While in the cave, Huay disconnects Boonmee’s dialysis tube. Then the darkness takes over and, in the morning, we realize that Boonmee is dead and Huay has disappeared. Tong leaves the cave and climbs to the top of the limestone karst to look out over the valley. Jen wakes up and understands that Boonmee is no longer alive.
Quickly, we leave the natural setting of the cave and the jungle and are transported to a Buddhist temple (perhaps in a nearby city) where the Buddhist funeral for Uncle Boonmee is underway. Jen seems to be managing the event. Then we see her nephew Tong (Sakda Kaewbuadee) dressed in the saffron robes of a monk and he is sleeping restlessly under a mosquito net. He has decided to don the robes of a monk, but is not clear for how long.
Following Boonmee’s funeral, Jen sits on a bed, organizing gifts of baht (Thai currency) with her friend Roong (Kanokporn Thongaram, from the earlier film Blissfully Yours). Tong, now a monk, arrives, saying that he has been having difficulty sleeping at the temple. He asks to take a shower and changes from his robes to a T-shirt and jeans. While preparing to go out to eat with Jen, he is stunned to see a double of himself, sitting on the bed with Jen and Roong watching television. He and Jen leave for a restaurant, while he, Jen and Roong remain on the bed watching a video on the television showing Thai soldiers beating up protestors. Time is divided into two – hotel or karaoke – both reflecting Thai culture today.

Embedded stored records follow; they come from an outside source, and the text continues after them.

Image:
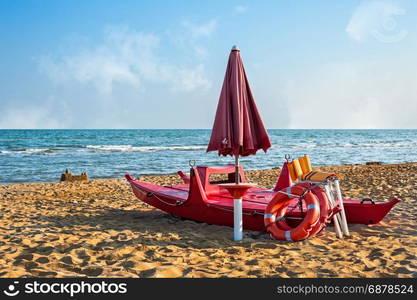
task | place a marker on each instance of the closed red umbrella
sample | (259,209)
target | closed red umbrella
(238,128)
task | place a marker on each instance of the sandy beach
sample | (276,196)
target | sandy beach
(99,229)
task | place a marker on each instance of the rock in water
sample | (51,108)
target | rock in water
(68,176)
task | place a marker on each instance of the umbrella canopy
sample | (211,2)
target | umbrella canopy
(238,129)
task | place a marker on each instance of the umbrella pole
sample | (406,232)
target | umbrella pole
(237,169)
(237,208)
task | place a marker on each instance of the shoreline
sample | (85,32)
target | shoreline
(99,229)
(321,167)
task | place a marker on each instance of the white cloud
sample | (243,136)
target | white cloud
(200,30)
(354,95)
(240,9)
(124,56)
(29,117)
(376,19)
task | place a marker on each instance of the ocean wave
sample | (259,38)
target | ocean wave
(130,148)
(28,151)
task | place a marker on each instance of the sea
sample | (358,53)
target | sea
(42,155)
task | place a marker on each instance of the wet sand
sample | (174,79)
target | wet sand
(99,229)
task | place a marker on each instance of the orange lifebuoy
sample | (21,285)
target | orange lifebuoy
(275,212)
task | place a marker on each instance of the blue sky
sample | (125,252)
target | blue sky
(160,64)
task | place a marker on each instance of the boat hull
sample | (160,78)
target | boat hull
(188,202)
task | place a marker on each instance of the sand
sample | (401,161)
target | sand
(99,229)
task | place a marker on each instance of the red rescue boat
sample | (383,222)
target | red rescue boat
(201,198)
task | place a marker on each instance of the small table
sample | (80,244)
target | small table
(237,190)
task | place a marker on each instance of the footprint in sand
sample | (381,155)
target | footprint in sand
(92,271)
(42,260)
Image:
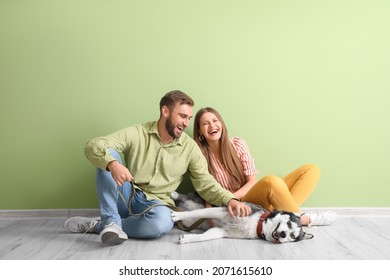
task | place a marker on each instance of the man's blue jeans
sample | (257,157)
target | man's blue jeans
(152,224)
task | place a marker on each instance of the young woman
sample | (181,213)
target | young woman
(232,165)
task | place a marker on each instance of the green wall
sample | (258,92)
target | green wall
(302,81)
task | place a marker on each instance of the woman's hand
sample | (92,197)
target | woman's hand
(238,209)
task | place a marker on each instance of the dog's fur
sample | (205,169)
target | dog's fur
(276,226)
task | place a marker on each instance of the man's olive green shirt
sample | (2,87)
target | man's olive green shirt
(158,169)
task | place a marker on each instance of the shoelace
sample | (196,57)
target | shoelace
(90,226)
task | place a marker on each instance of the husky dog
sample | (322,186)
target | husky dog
(274,226)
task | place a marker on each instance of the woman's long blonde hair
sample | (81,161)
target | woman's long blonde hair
(228,154)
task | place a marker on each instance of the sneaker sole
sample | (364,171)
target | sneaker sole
(112,238)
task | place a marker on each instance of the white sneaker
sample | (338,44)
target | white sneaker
(322,218)
(112,234)
(81,224)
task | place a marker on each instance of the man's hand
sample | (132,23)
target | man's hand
(119,173)
(238,209)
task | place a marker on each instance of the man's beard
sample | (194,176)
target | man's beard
(170,126)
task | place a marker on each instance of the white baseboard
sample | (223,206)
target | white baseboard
(91,212)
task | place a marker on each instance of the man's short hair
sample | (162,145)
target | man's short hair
(173,97)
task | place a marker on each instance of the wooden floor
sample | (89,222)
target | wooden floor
(359,234)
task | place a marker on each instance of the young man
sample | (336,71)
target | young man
(134,197)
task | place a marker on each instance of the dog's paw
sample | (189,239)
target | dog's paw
(175,216)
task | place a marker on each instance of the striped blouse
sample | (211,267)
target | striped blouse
(248,163)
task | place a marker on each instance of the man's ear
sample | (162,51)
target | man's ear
(165,111)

The disconnection and dissonance of the final scene is intentional. In an interview, Weerasethakul explained that the cave scene harkened back to our human origins of living in caves. “The jungle for me is home when we were living in caves. We are scared of sounds. Jungle has become a scary place. We are looking at illusions – stills. Teenagers with teenagers dressed as soldiers – Uncle Boonmee talks for me.” Weerasethakul seems to want to show the traditions of his homeland in an expressly favorable and endearing light (with, however, a nudge of underlying political critique), and seems to be well aware of his role as its representative of the complexity of Thai culture.